Wednesday, October 18, 2017

Captain James cook sailed around Antarctica


James Cook was born in the Yorkshire village of Marton on October 27, 1728. His first experience at sea came at the age of 18 when he signed on as a deckhand aboard a Whitby collier carrying coal to London. He became an accomplished mathematician in his spare time and was actually offered a command of his own ship but refused and joined the Royal Navy as a seaman. His talents were soon recognized and after two years he became master of his own ship, the PEMBROKE, and was ordered to chart the waters of the St. Lawrence River in Canada. His work was masterful and the Admiralty recalled him to England and placed him in command of the ENDEAVOUR which was to take a number of scientists to the Pacific Ocean for observance of Venus.
     The ENDEAVOUR departed England in 1768 and after visiting Tahiti the following year he discovered New Zealand and claimed it for Great Britain. Sailing west, in 1770 he sighted the east coast of Australia. From here he sailed north and on August 22 he claimed the whole of eastern Australia as a British possession. The ENDEAVOUR returned to England in 1771 having added significantly to Britain's potential empire in the Pacific.

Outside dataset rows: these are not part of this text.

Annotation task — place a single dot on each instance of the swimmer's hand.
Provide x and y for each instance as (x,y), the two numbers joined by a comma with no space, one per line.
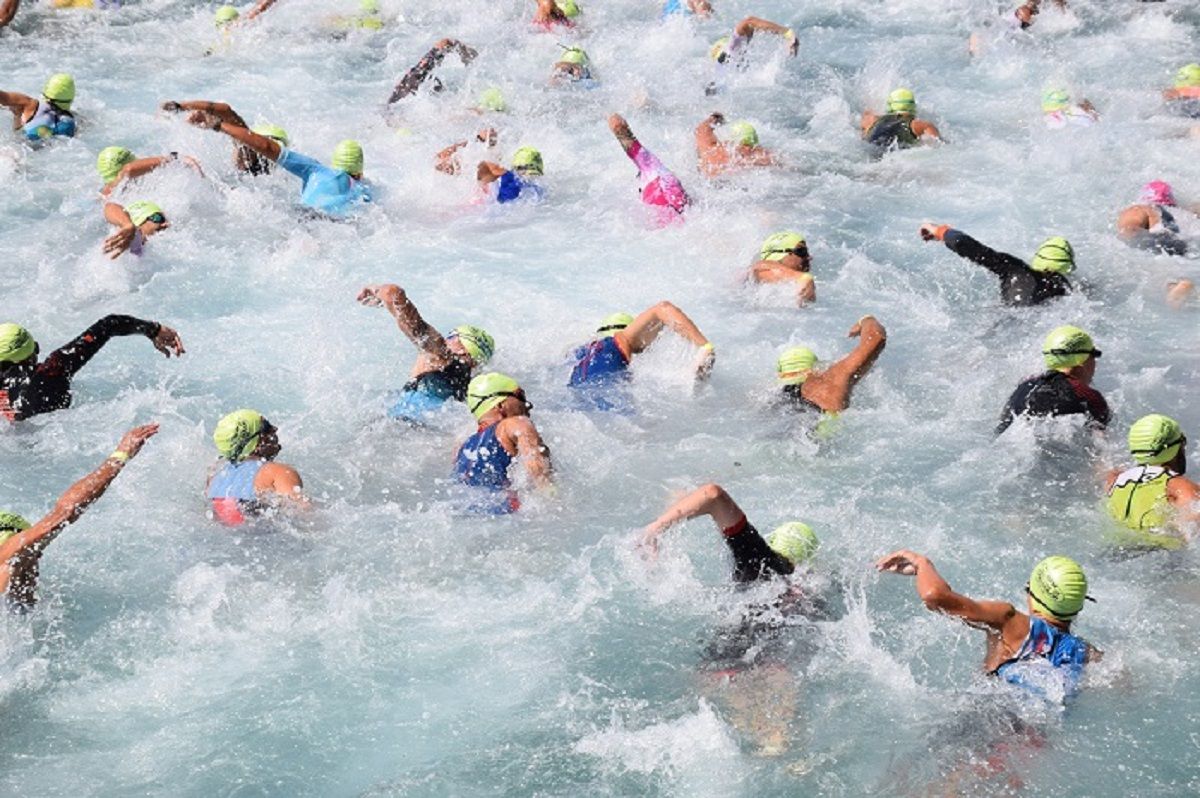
(931,232)
(168,342)
(901,562)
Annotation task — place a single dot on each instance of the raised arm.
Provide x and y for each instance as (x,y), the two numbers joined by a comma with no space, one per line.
(939,597)
(19,553)
(831,388)
(408,319)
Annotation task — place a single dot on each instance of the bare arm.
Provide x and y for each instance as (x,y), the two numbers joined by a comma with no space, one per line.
(408,319)
(831,389)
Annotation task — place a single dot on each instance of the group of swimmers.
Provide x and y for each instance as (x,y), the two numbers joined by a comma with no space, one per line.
(1152,499)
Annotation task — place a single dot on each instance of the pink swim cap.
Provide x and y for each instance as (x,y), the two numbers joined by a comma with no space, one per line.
(1157,192)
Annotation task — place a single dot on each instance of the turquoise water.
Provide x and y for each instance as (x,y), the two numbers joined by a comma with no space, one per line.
(384,646)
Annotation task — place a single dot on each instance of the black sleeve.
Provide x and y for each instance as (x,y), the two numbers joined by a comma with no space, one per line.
(997,263)
(75,355)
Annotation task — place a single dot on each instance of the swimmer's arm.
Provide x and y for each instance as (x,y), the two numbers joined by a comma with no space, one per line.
(408,319)
(72,504)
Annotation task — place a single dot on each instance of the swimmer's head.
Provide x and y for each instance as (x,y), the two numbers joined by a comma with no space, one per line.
(796,365)
(489,391)
(111,161)
(615,323)
(59,89)
(492,100)
(1156,192)
(273,132)
(1067,347)
(238,436)
(780,245)
(478,343)
(225,16)
(795,541)
(744,133)
(348,157)
(901,101)
(1057,587)
(527,161)
(1055,255)
(1188,77)
(16,343)
(1156,439)
(1054,100)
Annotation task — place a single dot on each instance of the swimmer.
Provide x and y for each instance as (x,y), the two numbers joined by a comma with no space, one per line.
(827,390)
(749,664)
(1066,387)
(605,360)
(22,544)
(29,388)
(1153,498)
(445,364)
(784,258)
(660,189)
(46,118)
(742,150)
(505,433)
(430,61)
(1020,645)
(334,191)
(135,225)
(899,127)
(117,166)
(1185,96)
(508,185)
(244,157)
(249,484)
(1059,112)
(448,161)
(573,66)
(1150,225)
(1021,285)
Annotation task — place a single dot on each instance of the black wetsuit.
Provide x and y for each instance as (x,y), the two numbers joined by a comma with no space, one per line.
(1055,394)
(47,387)
(1019,285)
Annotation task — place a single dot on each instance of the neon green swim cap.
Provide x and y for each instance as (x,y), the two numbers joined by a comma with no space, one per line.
(1155,439)
(574,55)
(780,245)
(1188,77)
(16,343)
(1067,347)
(60,89)
(1054,100)
(744,133)
(486,391)
(239,433)
(492,99)
(901,101)
(527,161)
(795,365)
(478,343)
(141,211)
(348,157)
(1055,255)
(271,131)
(1059,586)
(615,323)
(111,161)
(795,541)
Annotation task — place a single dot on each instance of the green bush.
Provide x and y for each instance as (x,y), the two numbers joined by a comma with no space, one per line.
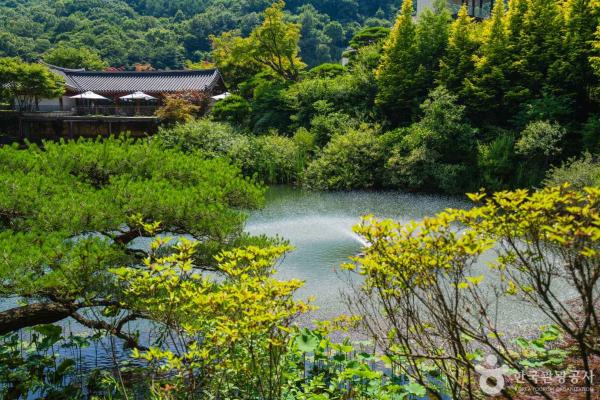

     One question remained...whether the unexplored part of the southern hemisphere can only be an immense mass of water or possibly contain another continent. Such speculative geography was a question which had engaged the attention not only of learned men, but of most of the maritime powers of Europe. The British Admiralty decided it was time to find out once and for all. The Admiralty promoted Cook to Commander and was told to prepare for his second voyage. He was instructed to travel south to find Bouvet's Cape Circumcision and determine whether or not it was part of the imagined continent. If so, he was to "take possession of convenient situations in the country in the name of the King of Great Britain". If not part of a continent, then he was to sail as far south as possible, circumnavigate the area and sail north whenever weather and ice made exploration impossible.